Direct Sparse Odometry with Continuous 3D Gaussian Maps for Indoor Environments
Jie Deng, Fengtian Lang, Zikang Yuan, Xin Yang
TL;DR
The paper tackles indoor monocular VO by addressing depth-approximation errors from discrete prior maps. It introduces a continuous 3D Gaussian map rendered via differentiable Gaussian splatting to provide depth $d_p$ for every pixel, enabling direct photometric optimization without interpolation. The approach comprises a global map module that renders depth maps from a Gaussian map and a local odometry that uses pixel-depth pairs for pose estimation, with a sliding-window BA to refine keyframe trajectories.
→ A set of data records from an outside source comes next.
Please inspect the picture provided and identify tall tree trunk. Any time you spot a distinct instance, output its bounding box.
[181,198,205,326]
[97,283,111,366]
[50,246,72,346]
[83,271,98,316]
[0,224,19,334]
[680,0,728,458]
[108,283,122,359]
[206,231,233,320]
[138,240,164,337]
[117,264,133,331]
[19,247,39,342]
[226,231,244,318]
Experimental results on two public datasets show improved tracking accuracy and robustness over baselines, and the authors release their code to foster community development.
Abstract
Accurate localization is essential for robotics and augmented reality applications such as autonomous navigation. Vision-based methods combining prior maps aim to integrate LiDAR-level accuracy with camera cost efficiency for robust pose estimation. Existing approaches, however, often depend on unreliable interpolation procedures when associating discrete point cloud maps with dense image pixels, which inevitably introduces depth errors and degrades pose estimation accuracy. We propose a monocular visual odometry framework utilizing a continuous 3D Gaussian map, which directly assigns geometrically consistent depth values to all extracted high-gradient points without interpolation. Evaluations on two public datasets demonstrate superior tracking accuracy compared to existing methods. We have released the source code of this work for the development of the community.